A positive PSA is followed by a rectal ultrasound and multiple transrectal biopsy of the prostate. Even if the results of confirmatory tests are negative, patients worry about being diagnosed prostate cancer (J Gen Intern Med. 2006 Jul;21(7):715-21). Prostatic biopsy is associated with fever, pain, hematospermia, hematuria, positive urine cultures, and rarely sepsis (Urology. 2002 Nov;60(5):826-30). Finally, radical proctectomy, the treatment for localized prostate cancer, is associated with incontinence and sexual dysfunction. The critical question given the risks, complication and cost of confirmatory tests and therapeutic intervention is, does prostate cancer screening reduce mortality?

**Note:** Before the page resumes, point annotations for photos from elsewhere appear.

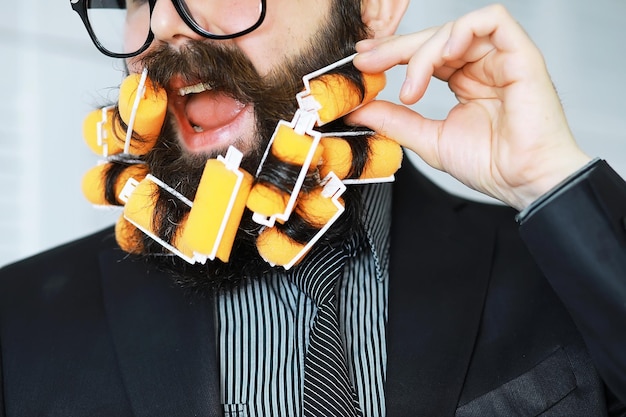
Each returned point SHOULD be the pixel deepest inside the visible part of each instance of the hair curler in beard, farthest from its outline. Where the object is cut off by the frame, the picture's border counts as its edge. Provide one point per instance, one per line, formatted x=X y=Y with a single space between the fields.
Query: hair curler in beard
x=142 y=107
x=383 y=160
x=94 y=184
x=319 y=208
x=337 y=96
x=102 y=135
x=140 y=211
x=292 y=148
x=218 y=207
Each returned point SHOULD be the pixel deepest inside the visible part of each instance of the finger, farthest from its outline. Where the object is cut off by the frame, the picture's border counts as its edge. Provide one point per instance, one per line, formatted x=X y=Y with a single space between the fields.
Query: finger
x=377 y=55
x=403 y=125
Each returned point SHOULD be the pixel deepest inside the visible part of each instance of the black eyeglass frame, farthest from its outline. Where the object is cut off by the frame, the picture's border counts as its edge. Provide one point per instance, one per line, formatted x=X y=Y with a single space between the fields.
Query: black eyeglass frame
x=80 y=7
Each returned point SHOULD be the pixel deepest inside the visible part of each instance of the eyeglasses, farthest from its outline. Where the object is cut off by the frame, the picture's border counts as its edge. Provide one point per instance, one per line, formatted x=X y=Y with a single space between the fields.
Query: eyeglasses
x=121 y=28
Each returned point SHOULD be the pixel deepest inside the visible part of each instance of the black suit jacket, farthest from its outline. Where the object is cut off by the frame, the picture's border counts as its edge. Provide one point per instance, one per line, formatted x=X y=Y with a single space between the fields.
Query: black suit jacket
x=474 y=327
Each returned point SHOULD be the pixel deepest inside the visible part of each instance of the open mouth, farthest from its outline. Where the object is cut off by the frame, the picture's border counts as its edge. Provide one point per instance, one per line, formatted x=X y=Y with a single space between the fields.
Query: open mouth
x=207 y=119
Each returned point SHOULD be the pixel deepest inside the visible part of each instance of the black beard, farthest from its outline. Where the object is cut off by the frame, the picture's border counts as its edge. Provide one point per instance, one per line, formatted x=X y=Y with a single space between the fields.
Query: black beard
x=273 y=98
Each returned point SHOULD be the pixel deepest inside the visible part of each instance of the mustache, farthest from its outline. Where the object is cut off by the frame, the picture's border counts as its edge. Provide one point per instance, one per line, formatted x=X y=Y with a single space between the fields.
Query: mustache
x=225 y=68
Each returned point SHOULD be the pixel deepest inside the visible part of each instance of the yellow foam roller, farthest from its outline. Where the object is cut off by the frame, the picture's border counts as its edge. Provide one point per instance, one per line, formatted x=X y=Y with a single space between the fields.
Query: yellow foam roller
x=291 y=147
x=338 y=95
x=210 y=208
x=316 y=209
x=336 y=157
x=140 y=205
x=276 y=247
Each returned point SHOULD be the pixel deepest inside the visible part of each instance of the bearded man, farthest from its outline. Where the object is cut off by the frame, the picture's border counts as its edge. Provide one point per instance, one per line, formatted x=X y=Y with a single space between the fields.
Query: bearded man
x=430 y=304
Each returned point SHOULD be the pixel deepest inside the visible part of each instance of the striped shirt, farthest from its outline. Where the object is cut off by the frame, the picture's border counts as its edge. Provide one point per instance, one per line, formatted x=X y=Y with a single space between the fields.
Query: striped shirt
x=263 y=329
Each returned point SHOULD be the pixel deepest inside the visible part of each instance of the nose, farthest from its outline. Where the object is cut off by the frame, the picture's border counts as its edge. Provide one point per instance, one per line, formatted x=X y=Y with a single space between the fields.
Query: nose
x=168 y=26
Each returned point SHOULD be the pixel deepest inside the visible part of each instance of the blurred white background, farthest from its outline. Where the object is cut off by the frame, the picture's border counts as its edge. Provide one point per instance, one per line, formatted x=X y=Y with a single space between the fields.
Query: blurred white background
x=51 y=76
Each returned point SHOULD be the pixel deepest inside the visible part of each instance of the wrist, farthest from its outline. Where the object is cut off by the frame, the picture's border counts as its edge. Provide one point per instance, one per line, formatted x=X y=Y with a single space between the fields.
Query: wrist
x=551 y=177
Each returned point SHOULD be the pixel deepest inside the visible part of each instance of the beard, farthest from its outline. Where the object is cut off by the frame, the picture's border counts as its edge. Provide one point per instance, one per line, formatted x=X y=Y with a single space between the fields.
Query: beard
x=230 y=72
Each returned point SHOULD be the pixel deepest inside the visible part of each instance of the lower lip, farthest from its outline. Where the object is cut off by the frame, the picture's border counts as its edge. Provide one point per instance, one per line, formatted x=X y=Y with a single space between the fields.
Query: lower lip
x=214 y=139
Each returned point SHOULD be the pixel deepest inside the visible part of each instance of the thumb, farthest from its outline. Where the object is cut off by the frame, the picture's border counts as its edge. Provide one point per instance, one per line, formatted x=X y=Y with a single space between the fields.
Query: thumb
x=407 y=127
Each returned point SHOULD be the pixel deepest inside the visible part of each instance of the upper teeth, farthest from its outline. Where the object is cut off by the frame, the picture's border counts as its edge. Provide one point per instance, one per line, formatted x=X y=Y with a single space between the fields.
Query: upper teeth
x=193 y=89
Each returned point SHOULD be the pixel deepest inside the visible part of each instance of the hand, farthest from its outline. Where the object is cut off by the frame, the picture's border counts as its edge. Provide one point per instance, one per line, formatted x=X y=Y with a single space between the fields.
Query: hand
x=508 y=136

Many trials evaluating the ability of PSA and digital rectal examination to reduce prostate cancer mortality have been conducted, with conflicting results. One of the recently published studies, the ERSPC study, one of the studies with a positive result, concluded that 1410 men would have to be screened, and an additional 48 men would have to be treated (N Engl J Med 2009; 360:1320-1328) to prevent one prostate cancer related death. In societies with a lower incidence prostate cancer the number to be screened would be higher. This trial showed a 20% reduction in prostate cancer related mortality by screening. All experts agree on two issues. The benefits of prostate cancer screening, if any, are seen after a prolonged period (10 years or more) and the harms are apparent immediately.
Some prostate cancers, the low grade and small ones, will never cause problem and may not need treatment. Prostate cancer is a disease of the elderly, a group that suffers from other chronic illnesses like diabetes, hypertension, heart disease and stroke. Many patients with low grade prostate cancer would die with the prostate cancer rather than of prostate cancer. The focus in these patients needs should be the co-morbidity. As oncologists understand indolent prostate tumours better and are able to target treatment to those who are likely to succumb to prostate cancer, the impact of prostate cancer screening will become more evident. We are moving towards that goal but are not there.

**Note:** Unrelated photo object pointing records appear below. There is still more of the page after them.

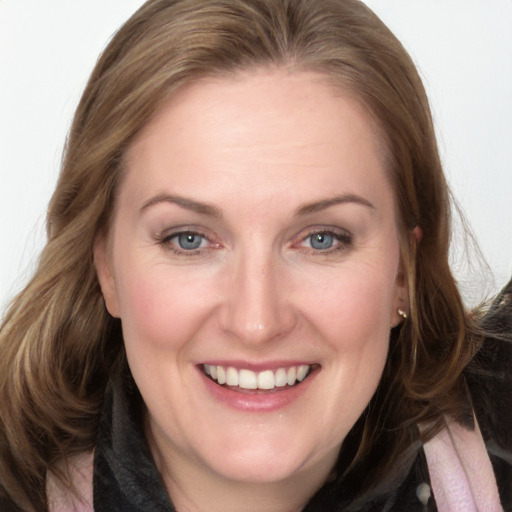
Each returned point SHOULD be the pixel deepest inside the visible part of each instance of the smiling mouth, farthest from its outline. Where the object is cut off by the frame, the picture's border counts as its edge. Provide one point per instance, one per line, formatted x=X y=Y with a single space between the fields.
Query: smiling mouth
x=244 y=379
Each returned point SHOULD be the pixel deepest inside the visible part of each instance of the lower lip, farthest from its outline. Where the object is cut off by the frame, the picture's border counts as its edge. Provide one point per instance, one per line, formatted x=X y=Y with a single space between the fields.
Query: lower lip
x=258 y=400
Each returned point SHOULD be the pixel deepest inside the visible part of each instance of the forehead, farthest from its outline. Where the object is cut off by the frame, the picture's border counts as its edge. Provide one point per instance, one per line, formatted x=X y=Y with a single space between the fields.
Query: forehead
x=258 y=130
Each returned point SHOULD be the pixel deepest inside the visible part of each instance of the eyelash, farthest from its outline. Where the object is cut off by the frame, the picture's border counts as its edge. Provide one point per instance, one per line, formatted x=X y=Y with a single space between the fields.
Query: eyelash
x=343 y=238
x=165 y=240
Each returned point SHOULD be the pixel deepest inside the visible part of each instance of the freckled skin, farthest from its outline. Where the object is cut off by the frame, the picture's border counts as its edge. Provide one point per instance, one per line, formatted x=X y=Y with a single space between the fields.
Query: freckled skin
x=257 y=148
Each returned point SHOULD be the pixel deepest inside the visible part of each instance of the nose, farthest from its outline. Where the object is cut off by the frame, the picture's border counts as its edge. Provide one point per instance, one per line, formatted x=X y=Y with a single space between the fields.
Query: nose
x=256 y=308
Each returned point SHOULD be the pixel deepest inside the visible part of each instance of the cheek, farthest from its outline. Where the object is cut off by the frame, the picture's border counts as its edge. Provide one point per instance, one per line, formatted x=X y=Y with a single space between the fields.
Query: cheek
x=353 y=309
x=160 y=308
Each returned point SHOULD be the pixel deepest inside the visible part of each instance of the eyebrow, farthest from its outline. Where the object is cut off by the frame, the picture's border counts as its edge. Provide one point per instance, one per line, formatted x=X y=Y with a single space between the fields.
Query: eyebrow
x=213 y=211
x=184 y=202
x=317 y=206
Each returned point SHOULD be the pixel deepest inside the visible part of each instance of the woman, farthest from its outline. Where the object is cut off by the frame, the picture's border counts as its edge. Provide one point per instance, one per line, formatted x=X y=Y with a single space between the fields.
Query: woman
x=245 y=300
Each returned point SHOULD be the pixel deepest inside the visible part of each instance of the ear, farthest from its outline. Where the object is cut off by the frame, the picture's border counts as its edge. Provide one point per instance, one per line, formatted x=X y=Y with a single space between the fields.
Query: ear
x=401 y=298
x=102 y=263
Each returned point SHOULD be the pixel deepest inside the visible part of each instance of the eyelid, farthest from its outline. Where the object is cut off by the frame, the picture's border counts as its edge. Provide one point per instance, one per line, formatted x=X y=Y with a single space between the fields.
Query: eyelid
x=343 y=236
x=165 y=237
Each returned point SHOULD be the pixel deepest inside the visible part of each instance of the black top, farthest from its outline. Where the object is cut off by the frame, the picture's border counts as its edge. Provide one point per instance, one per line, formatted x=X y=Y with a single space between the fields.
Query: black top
x=126 y=478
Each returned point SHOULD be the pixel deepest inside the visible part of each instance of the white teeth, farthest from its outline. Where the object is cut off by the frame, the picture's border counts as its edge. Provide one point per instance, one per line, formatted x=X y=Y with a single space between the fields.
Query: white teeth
x=281 y=378
x=248 y=379
x=231 y=377
x=267 y=379
x=302 y=372
x=221 y=375
x=292 y=375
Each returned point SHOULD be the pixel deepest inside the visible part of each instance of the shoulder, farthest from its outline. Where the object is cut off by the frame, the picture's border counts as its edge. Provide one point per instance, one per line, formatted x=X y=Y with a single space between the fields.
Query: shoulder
x=79 y=470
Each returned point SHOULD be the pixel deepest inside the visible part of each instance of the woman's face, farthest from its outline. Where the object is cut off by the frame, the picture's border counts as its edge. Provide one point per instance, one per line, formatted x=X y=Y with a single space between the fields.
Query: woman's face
x=254 y=241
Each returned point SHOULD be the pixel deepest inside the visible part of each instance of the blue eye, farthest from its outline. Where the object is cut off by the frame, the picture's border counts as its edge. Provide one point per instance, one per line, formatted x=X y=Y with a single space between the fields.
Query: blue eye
x=321 y=241
x=189 y=241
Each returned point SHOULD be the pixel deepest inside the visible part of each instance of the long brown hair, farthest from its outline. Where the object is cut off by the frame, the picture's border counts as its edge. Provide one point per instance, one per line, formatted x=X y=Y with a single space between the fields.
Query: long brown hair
x=59 y=345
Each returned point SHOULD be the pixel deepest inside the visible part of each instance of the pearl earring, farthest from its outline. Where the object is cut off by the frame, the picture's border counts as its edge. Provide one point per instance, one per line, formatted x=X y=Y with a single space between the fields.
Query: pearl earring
x=402 y=313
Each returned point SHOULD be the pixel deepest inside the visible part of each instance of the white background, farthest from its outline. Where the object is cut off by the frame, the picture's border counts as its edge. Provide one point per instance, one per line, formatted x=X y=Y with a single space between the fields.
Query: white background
x=463 y=49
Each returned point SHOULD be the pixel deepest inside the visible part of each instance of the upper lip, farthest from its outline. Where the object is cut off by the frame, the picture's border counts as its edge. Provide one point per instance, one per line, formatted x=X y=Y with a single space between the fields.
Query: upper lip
x=256 y=366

What do we tell our patients? The American Cancer Society recommends a digital rectal examination and PSA beginning from the age of 50 years. Having a brother or a father with prostate cancer doubles the risk of prostate cancer and having two or more first degree relatives increases the risk seven to eight fold. These patients need to be screened from an earlier age (40 or 45 years). The patients must be informed that screening will result in further tests that can cause morbidity. The benefits if any would not be seen for at least 10 years after starting screening. The morbidity of the tests will on the other hand be immediate. Patients with less than 10 years to live should not be screened.
Finally, with so much controversy about prostate cancer screening, one wonders if what physicians practice and preach are different. Yes, physicians practice what they preach. About 95% of male urologists and 78% of primary care physicians who are 50 years of age or older report that they have had a PSA test themselves (J Gen Intern Med. 2006 Mar;21(3):257-9).